The objective is to avoid the fiasco that occurred in 2008, during the passage of the flame through Paris before the Beijing Games, which had to be interrupted after incidents with protesters who denounced China’s policy in Tibet.
In the event of a terrorist attack, it is the GIGN, the elite unit of the Gendarmerie, that must intervene. Its members will be “at all times” in “proximity” to the flame, Interior Minister Gérald Darmanin recently explained.
It will also have deployed an anti-drone device with the aim of “keeping at a distance” any flying device “susceptible to being used for terrorist or disruptive purposes,” according to a government source.
High risk
The Olympic Games (July 26-August 11) and the Paralympics (August 28-September 8) will take place in a context of high terrorist risk, with the anti-terrorist plan ‘Vigipirate’ already at its maximum level since last March 24 and the attack on Crocus City Hall in Moscow, claimed by the jihadist group Islamic State (IS).
The advantage is that “we have prepared the Games in a state of maximum security, the context is not a surprise,” indicates another senior official from the Ministry of the Interior.
Even if at this moment there is “no” particular threat to the Games, as the authorities repeat, the “threat is very high,” a security source recently explained, and the “international context does not help to lower it, on the contrary,” he added, citing the wars in Ukraine and Gaza.
Insider threat
The “endogenous” or “internal” threat remains the main one, as demonstrated by the latest attacks committed in Arras (northern France) in October 2023 or at the foot of the Eiffel Tower in December. Home visits or administrative searches are increasingly numerous and will continue to “increase in intensity” until the Games, adds this senior ministry official.

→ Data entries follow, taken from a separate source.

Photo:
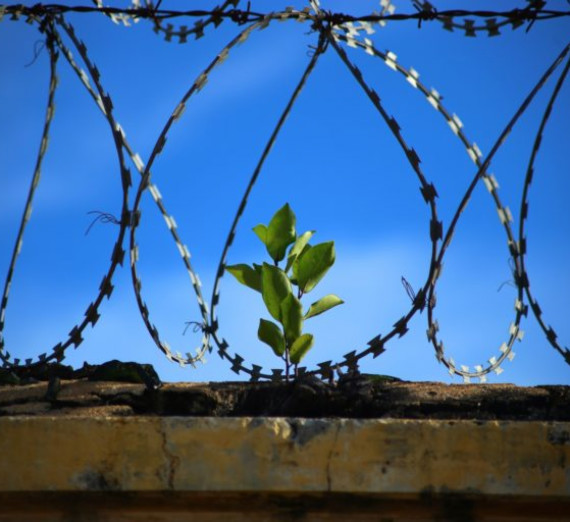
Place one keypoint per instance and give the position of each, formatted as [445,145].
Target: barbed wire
[339,32]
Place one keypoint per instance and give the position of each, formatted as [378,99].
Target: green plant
[282,289]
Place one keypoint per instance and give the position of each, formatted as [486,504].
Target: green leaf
[313,264]
[296,264]
[291,317]
[261,232]
[300,347]
[322,305]
[280,233]
[297,248]
[271,334]
[275,287]
[246,275]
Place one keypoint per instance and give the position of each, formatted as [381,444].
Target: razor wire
[336,31]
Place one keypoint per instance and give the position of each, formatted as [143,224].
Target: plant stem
[287,364]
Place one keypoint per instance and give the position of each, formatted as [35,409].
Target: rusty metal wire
[334,31]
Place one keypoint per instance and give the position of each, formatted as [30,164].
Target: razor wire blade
[342,34]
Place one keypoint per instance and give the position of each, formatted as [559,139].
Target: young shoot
[295,270]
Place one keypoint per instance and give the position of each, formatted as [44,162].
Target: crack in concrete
[330,456]
[172,461]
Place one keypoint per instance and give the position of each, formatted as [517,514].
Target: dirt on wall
[125,389]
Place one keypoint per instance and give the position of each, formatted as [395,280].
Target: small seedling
[282,287]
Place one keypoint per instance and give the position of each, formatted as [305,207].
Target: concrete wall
[172,468]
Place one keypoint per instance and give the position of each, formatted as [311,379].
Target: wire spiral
[337,33]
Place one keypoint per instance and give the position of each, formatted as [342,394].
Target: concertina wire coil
[335,32]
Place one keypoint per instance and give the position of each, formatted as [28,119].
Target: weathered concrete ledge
[118,451]
[391,456]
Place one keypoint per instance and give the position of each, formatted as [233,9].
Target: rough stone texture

First point of attention of the anti-terrorist services throughout the period of the Olympic Games: “The massive flow of visitors, among whom there could be malicious people,” adds the security source.
Another risk, that of manipulation and information interference, which seeks to “deal blows to reputation by giving more importance to microincidents.”
The latest example was that of the Stars of David that appeared in Paris at the beginning of the war between Israel and the Palestinian movement Hamas, which caused a deep commotion, before an investigation attributed them to the Russian secret services.
When it comes to social protests, the authorities expect demonstrations by environmentalist or ultra-left groups, which would see a “media opportunity”, especially during the relay of the flame.
Given the layout, “there are as many places as there are possible protests,” says the senior ministry official.
However, this source is optimistic: “Relaying the flame is like securing a Tour de France but at 4 km/h.” At this speed, it is possible to “anticipate” or “surround” a possible protest action. Given the level of protection deployed around the flame, “it will take real effort to put it out.”